La réforme salariale de la Confédération est née d’un besoin de réajuster les salaires fédéraux aux standards du marché, une initiative portée par Jürg Grossen, président des Vert’libéraux. Soutenu par 40 élus de partis bourgeois, il réclamait des salaires publics plus proches des conditions du secteur privé. Selon lui, les salaires de la fonction publique ne doivent pas déstabiliser le marché en offrant des conditions trop avantageuses, rapporte Blick. Cependant, les réformes annoncées par le Conseil fédéral n’ont pas pleinement satisfait ses attentes.

Le Conseil fédéral a opté pour un modèle de salaire basé sur des objectifs de performance. Désormais, les hausses automatiques de salaires, qui s’opéraient jusqu’à présent à l’intérieur d’une même classe salariale, sont supprimées.
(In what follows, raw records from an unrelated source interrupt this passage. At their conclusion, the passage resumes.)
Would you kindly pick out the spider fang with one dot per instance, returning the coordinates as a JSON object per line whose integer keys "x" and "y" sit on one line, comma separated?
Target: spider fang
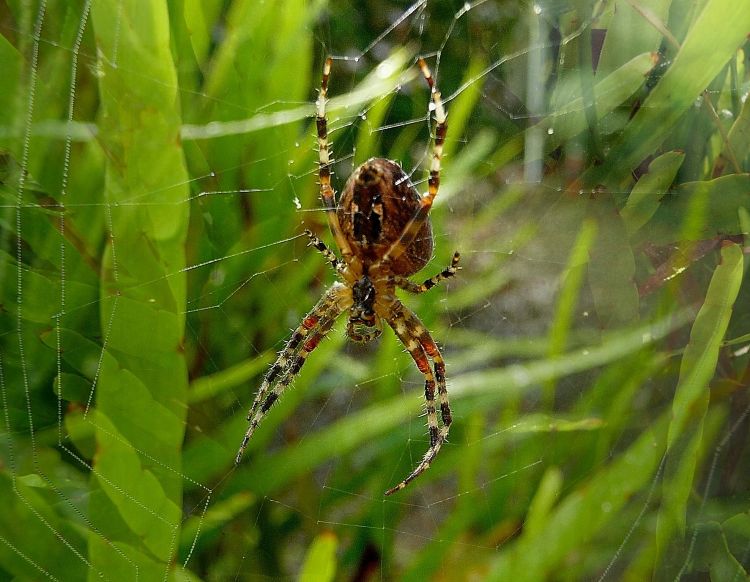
{"x": 381, "y": 227}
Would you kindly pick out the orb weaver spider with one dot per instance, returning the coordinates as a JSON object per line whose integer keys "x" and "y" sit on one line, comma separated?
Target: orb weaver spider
{"x": 382, "y": 229}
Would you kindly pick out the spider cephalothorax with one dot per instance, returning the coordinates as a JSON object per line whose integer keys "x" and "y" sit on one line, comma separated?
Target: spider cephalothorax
{"x": 382, "y": 228}
{"x": 364, "y": 324}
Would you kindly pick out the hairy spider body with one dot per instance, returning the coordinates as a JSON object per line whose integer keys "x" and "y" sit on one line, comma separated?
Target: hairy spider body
{"x": 377, "y": 204}
{"x": 382, "y": 228}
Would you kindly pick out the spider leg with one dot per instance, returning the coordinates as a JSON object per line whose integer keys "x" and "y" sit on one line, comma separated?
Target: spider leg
{"x": 420, "y": 345}
{"x": 304, "y": 340}
{"x": 327, "y": 195}
{"x": 329, "y": 255}
{"x": 415, "y": 224}
{"x": 446, "y": 273}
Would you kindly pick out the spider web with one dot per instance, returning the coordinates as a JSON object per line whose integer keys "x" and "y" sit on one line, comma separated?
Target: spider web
{"x": 311, "y": 491}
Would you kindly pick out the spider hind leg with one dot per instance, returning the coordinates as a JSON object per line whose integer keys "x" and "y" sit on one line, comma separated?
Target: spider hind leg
{"x": 420, "y": 345}
{"x": 314, "y": 327}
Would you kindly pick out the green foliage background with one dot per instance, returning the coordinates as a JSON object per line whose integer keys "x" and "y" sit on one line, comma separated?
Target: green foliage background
{"x": 157, "y": 169}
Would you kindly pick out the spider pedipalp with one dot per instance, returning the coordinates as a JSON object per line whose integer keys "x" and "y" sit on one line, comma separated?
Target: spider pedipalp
{"x": 382, "y": 229}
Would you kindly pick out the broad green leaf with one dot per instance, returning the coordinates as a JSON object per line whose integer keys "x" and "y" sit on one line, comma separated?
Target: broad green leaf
{"x": 142, "y": 380}
{"x": 644, "y": 198}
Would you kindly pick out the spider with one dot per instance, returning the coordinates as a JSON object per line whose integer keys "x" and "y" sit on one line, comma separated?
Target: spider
{"x": 381, "y": 226}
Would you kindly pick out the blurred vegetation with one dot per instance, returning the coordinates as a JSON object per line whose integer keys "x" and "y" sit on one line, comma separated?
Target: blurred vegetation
{"x": 157, "y": 170}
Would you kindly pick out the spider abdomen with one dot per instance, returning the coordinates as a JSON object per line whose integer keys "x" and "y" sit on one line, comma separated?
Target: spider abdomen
{"x": 377, "y": 203}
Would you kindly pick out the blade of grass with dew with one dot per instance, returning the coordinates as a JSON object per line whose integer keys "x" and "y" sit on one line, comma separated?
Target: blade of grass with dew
{"x": 713, "y": 40}
{"x": 320, "y": 560}
{"x": 579, "y": 516}
{"x": 568, "y": 299}
{"x": 697, "y": 211}
{"x": 570, "y": 120}
{"x": 140, "y": 409}
{"x": 630, "y": 33}
{"x": 611, "y": 272}
{"x": 691, "y": 398}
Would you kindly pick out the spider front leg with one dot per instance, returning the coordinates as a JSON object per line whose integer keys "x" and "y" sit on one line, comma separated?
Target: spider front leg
{"x": 441, "y": 129}
{"x": 420, "y": 345}
{"x": 329, "y": 255}
{"x": 304, "y": 340}
{"x": 446, "y": 273}
{"x": 327, "y": 194}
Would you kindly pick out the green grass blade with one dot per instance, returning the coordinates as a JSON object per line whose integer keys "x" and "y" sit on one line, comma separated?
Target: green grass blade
{"x": 713, "y": 40}
{"x": 692, "y": 395}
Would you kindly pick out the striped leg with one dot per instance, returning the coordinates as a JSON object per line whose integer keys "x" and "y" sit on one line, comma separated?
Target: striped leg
{"x": 327, "y": 194}
{"x": 446, "y": 273}
{"x": 415, "y": 224}
{"x": 420, "y": 345}
{"x": 304, "y": 340}
{"x": 329, "y": 255}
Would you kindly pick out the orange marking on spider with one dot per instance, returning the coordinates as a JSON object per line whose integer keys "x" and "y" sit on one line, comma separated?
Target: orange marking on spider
{"x": 381, "y": 227}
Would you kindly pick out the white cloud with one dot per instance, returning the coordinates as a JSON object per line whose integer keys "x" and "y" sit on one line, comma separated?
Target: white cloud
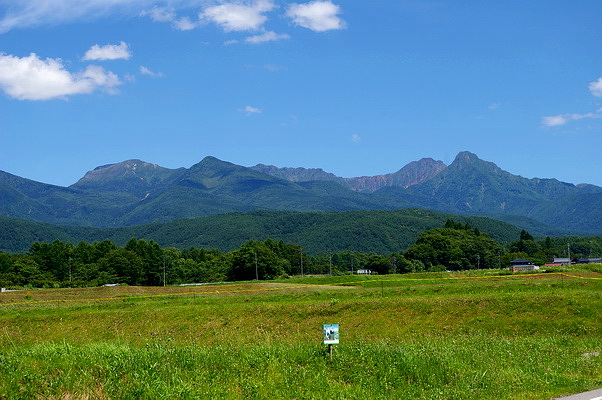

Au lieu de cette progression automatique, les salariés auront un « salaire cible » qu’ils atteindront sous certaines conditions de performance. Ce modèle a pour objectif de favoriser les résultats individuels tout en évitant de garantir des augmentations systématiques. Toutefois, la suppression des hausses automatiques pourrait, paradoxalement, coûter davantage à court terme, car les salaires de départ seront désormais plus élevés. Cette situation alimente les critiques de certains élus et acteurs économiques, qui estiment que cette réforme ne répond pas au besoin de compétitivité avec le secteur privé, et pourrait même accroître les inégalités salariales.

Les syndicats et les critiques sur la redistribution des salaires

Les syndicats, de leur côté, se montrent également sceptiques face à la réforme, en particulier sur la question de la redistribution des salaires. Selon eux, le nouveau système pourrait entraîner une réduction des salaires pour une partie des employés publics. Le salaire cible, défini comme le niveau de rémunération à atteindre pour des performances régulières, sera inférieur de dix points par rapport au salaire maximal actuel. Par conséquent, ceux qui n’ont pas encore atteint le plafond de leur classe salariale verront leur salaire réduit, tandis que les cadres supérieurs continueront de bénéficier de la rémunération la plus élevée. Les syndicats dénoncent cette mesure comme une forme de « redistribution » des bas salaires vers les plus élevés, ce qui, selon eux, nuirait aux employés les moins bien rémunérés. La Commission du personnel fédéral a exprimé son mécontentement face à cette réforme, la jugeant inacceptable.

Il est à noter que la réforme comporte également la suppression de l’indemnité de résidence, un supplément salarial censé compenser les différences régionales du coût de la vie. Cette indemnité sera désormais intégrée dans le salaire de base, une mesure censée rendre l’administration plus flexible face à la mobilité croissante des employés. Bien que cette révision semble logique dans un monde de plus en plus connecté et mobile, elle ne répond pas entièrement aux préoccupations des syndicats et des élus qui redoutent une perte de pouvoir d’achat pour certains travailleurs.

Le Conseil fédéral reste optimiste quant à l’impact de cette réforme à moyen et long terme, promettant une légère diminution des coûts salariaux pour la Confédération. Un examen est prévu dans quelques années pour évaluer l’efficacité de ces changements. Cependant, la réforme reste un sujet de débats et de mécontentement, et il est probable qu’elle continue de susciter des réactions passionnées tant du côté des syndicats que des partis politiques.